In questa norma si afferma che l’infermiere
generico coadiuva l’infermiere professionale
in tutte le sue attività e provvede, su prescrizione del medico, direttamente a varie mansioni
tra cui la raccolta degli escreti dei pazienti e la
pulizia degli stessi. In questo caso, continuava
l’imputata, il riposizionamento della sacca e la
raccolta degli escreti doveva essere effettuata
proprio in seguito a un errato posizionamento di quest’ultima ad opera di un infermiere
professionale (ma sulla base della sentenza impugnata, in quel turno non erano previsti infermieri professionali….). Con il secondo motivo l’imputata, pur ammettendo di aver commesso un errore nel non aver ritenuto “urgente” l’atto da compiere, tuttavia affermava essere un “errore scusabile”, proprio perché in quel
momento era impegnata in altre operazioni
(la distribuzione del vitto), e soprattutto in considerazione del breve ritardo riportato (solo
mezz’ora).
Diritto. Per i giudici della Sesta Sezione penale della Cassazione, il ricorso è infondato.

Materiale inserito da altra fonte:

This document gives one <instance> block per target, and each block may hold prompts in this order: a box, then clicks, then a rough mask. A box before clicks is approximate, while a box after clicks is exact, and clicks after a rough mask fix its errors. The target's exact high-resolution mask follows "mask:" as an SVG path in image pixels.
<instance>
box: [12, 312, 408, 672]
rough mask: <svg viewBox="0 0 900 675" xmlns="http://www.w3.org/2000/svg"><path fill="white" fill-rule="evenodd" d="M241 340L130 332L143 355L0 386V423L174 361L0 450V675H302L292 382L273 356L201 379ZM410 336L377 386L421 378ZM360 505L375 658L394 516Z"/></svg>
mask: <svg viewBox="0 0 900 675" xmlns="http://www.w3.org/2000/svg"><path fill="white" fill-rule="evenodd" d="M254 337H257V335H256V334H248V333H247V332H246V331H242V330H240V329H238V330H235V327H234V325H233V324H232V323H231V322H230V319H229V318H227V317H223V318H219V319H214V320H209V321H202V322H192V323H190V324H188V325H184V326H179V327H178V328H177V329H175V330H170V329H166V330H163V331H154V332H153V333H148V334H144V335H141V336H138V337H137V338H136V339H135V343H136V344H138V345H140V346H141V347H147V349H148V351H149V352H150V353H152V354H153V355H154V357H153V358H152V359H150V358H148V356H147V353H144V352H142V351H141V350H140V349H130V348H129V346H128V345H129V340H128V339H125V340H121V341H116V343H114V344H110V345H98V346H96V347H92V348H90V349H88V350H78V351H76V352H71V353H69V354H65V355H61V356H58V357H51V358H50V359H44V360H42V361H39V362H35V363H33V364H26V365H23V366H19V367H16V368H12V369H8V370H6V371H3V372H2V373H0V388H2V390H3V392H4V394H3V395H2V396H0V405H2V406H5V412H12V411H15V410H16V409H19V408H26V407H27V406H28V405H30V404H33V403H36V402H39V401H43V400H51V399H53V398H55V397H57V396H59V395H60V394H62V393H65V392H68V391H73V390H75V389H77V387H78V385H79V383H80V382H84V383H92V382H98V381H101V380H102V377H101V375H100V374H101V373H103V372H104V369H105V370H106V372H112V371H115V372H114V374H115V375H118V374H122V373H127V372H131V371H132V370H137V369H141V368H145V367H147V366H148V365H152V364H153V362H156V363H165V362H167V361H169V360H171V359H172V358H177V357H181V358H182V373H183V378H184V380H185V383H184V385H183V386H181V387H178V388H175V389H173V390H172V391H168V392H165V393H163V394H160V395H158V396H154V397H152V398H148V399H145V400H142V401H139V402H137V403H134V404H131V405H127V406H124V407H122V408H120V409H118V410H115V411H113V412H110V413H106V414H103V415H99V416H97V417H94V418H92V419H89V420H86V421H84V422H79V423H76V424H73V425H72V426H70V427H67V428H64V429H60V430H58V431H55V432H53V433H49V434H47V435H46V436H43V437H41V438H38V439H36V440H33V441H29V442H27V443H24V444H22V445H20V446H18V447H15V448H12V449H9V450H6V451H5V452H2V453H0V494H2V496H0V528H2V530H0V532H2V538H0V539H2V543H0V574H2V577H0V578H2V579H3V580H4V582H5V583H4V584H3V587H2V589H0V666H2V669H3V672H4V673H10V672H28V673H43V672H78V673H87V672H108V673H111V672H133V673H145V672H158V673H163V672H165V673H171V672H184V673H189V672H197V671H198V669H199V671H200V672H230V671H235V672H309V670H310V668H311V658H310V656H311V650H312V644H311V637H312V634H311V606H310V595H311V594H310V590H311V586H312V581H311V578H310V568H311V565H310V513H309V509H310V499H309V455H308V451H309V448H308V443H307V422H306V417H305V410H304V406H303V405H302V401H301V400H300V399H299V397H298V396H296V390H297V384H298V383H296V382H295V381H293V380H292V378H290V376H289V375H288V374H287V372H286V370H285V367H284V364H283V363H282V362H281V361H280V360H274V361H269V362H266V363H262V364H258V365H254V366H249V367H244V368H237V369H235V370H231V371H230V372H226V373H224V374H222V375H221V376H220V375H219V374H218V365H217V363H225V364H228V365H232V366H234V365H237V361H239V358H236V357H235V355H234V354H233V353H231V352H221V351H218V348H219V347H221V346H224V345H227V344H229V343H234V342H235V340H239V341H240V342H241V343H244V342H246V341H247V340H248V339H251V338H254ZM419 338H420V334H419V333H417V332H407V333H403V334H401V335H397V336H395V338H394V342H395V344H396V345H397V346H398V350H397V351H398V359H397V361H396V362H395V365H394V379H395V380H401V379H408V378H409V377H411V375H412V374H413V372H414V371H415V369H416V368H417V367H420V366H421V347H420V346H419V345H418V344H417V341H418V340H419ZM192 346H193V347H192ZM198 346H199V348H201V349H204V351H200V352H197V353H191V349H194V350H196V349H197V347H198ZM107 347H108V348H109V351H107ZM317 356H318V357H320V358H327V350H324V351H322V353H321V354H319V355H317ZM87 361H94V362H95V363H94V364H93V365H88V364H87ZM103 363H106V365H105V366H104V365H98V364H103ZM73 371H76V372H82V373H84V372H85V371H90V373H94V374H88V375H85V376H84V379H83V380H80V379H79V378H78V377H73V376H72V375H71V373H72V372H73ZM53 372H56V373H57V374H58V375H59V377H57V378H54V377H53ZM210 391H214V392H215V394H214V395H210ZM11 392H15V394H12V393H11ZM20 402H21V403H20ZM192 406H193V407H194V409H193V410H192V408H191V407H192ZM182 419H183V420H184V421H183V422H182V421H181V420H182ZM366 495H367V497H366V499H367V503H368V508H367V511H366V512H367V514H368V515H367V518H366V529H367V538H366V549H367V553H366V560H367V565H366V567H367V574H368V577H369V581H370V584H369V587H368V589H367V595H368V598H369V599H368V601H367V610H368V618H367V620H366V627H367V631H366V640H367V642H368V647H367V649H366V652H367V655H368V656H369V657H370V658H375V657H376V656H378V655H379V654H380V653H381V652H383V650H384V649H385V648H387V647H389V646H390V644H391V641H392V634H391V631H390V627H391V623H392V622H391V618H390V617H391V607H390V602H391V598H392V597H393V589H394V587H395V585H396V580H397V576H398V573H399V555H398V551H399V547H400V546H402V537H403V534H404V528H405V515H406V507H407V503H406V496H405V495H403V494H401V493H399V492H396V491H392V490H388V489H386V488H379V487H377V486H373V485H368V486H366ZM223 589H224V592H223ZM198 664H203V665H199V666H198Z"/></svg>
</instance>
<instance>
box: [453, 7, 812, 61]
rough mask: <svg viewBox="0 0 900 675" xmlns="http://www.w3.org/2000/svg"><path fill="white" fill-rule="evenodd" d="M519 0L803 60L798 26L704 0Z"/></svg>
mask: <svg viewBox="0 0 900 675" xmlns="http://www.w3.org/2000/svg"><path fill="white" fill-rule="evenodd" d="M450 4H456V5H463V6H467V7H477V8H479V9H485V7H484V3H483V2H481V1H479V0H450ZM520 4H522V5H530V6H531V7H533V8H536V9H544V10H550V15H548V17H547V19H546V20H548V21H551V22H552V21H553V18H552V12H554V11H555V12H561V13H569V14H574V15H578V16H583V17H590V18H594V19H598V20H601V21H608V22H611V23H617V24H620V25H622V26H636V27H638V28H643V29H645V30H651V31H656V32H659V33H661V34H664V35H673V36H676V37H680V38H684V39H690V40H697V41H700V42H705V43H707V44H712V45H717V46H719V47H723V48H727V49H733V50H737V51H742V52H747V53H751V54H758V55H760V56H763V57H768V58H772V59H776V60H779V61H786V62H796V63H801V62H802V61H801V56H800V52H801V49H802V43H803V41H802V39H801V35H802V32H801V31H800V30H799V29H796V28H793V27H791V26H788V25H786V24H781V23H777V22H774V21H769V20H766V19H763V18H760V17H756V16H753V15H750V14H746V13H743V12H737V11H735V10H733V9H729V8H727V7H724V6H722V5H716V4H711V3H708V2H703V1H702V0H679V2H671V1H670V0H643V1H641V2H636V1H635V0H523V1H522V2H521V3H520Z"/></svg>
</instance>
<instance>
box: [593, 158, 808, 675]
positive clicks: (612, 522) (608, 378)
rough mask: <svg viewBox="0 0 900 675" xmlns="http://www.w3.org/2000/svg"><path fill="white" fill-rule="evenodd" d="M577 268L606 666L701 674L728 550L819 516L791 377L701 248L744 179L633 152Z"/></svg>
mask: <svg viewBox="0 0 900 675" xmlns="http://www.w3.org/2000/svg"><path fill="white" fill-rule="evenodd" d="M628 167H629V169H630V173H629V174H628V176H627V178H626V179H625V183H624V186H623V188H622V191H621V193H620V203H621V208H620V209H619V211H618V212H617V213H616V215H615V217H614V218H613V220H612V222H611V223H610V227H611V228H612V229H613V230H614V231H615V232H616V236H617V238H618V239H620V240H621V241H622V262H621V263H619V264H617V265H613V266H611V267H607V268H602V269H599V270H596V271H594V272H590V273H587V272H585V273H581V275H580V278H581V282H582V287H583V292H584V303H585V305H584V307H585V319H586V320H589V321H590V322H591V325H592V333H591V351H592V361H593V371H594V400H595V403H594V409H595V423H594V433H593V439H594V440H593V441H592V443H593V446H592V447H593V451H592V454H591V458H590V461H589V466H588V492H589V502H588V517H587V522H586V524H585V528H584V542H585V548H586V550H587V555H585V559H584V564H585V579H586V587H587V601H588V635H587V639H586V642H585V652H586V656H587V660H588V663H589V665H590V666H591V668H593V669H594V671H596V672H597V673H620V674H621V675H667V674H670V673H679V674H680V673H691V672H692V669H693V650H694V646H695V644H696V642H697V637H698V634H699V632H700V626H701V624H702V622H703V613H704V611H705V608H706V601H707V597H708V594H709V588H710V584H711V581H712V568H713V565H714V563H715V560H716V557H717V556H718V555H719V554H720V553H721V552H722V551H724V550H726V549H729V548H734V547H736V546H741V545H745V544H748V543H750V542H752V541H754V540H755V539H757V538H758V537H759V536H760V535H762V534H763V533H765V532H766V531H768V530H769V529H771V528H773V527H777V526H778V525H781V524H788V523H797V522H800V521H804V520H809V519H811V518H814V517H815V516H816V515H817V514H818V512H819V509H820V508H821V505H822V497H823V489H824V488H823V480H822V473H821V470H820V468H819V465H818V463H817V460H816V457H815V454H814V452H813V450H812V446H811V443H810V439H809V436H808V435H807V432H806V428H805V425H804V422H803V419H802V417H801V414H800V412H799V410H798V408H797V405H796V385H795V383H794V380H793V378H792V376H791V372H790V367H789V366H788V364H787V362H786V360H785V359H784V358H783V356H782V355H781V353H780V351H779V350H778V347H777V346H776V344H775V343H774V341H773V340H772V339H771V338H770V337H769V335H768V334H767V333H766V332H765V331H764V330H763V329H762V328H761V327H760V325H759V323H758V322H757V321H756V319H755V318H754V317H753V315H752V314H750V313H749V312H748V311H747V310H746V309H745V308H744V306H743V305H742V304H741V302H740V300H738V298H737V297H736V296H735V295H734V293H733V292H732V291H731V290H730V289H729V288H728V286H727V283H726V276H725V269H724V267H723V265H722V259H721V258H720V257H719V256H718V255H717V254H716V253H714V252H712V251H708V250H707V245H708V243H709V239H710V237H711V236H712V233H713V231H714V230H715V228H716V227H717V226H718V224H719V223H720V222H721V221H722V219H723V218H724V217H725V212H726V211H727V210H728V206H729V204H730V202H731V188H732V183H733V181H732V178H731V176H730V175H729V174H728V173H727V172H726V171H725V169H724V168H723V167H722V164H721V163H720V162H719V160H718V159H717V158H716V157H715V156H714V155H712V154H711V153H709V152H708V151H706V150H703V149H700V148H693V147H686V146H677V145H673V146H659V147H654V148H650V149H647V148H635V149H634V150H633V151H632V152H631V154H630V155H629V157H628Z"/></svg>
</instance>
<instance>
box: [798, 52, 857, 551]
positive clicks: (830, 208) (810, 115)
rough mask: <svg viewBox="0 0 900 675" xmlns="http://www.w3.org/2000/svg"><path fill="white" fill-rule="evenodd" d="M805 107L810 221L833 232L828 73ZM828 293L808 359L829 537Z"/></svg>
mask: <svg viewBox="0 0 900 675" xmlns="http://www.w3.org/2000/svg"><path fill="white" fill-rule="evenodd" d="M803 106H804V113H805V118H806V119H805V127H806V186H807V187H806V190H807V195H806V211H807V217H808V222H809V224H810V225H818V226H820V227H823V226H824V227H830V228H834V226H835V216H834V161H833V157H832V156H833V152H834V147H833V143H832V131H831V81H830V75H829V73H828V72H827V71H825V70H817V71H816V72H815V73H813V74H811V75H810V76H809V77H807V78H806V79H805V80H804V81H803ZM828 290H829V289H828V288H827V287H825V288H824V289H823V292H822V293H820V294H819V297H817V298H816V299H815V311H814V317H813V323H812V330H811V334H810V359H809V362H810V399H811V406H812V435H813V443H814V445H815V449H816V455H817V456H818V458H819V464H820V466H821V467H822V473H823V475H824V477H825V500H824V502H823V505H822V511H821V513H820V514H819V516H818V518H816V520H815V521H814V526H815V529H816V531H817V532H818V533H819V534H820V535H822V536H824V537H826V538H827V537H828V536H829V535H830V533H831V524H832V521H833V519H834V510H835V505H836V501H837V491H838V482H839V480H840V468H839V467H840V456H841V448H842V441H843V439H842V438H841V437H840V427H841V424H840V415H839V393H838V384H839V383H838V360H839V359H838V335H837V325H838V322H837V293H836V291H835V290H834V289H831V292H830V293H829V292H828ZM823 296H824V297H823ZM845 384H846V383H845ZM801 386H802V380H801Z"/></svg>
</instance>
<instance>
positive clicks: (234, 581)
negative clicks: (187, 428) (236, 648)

Innanzitutto l’affermazione della responsabilità penale si riscontra nella condotta dell’infermiera generica di non aver provveduto alle
operazioni di pulizia, mansione che le competeva in quel momento sulla base dei turni di
servizio, affermando di provare vergogna in ragione della differenza di sesso del paziente. Rifiuto assolutamente ingiustificato, in considerazione del fatto che tale incombenza rivestiva
carattere di urgenza e rientrava nelle mansio-
ni di routine dell’infermiere generico, proprio
a norma dell’articolo 6 della citata norma. Del
resto le operazioni di pulizia del paziente e la
raccolta degli escreti possono essere effettuate
dall’infermiere generico, su prescrizione del
medico, ma quest’ultima non è necessaria e
può essere impartita in via generale, laddove
la specifica prescrizione del medico occorre
esclusivamente con riferimento ad interventi
di tipo terapeutico. Nella fattispecie, in assenza di infermieri professionali, tali operazioni
dovevano essere svolte da un infermiere generico addetto al reparto sulla base dei turni di
servizio. La motivazione addotta dell’essere lei
in quel momento impegnata in altra attività –
la distribuzione del vitto – non è da ritenersi
sufficiente per esonerarla dalla immediata effettuazione dell’operazione di pulizia, incombenza che rivestiva carattere prioritario rispetto alla semplice distribuzione del vitto, attività
quest’ultima che poteva ben essere sospesa e
ripresa solo dopo pochi minuti. Non è infatti
da ritenersi “scusabile” l’errore di non aver compreso l’urgenza dell’atto richiesto, proprio perché il riconoscimento del carattere d’urgenza
è implicito negli elementi basilari cognitivi della professione ed è richiesto nelle ordinarie
competenze professionali di una infermiera
generica; inoltre, nella fattispecie, il rifiuto
espresso dall’imputata non atteneva a questo
profilo bensì era stato motivato dalla “vergogna” provata per la diversità di sesso.
Dunque oltre alla condanna penale di sei mesi di reclusione (con le attenuanti generiche)
e l’interdizione dai pubblici uffici per un anno, l’infermiera dovrà pagare le spese processuali dei gradi di giudizio.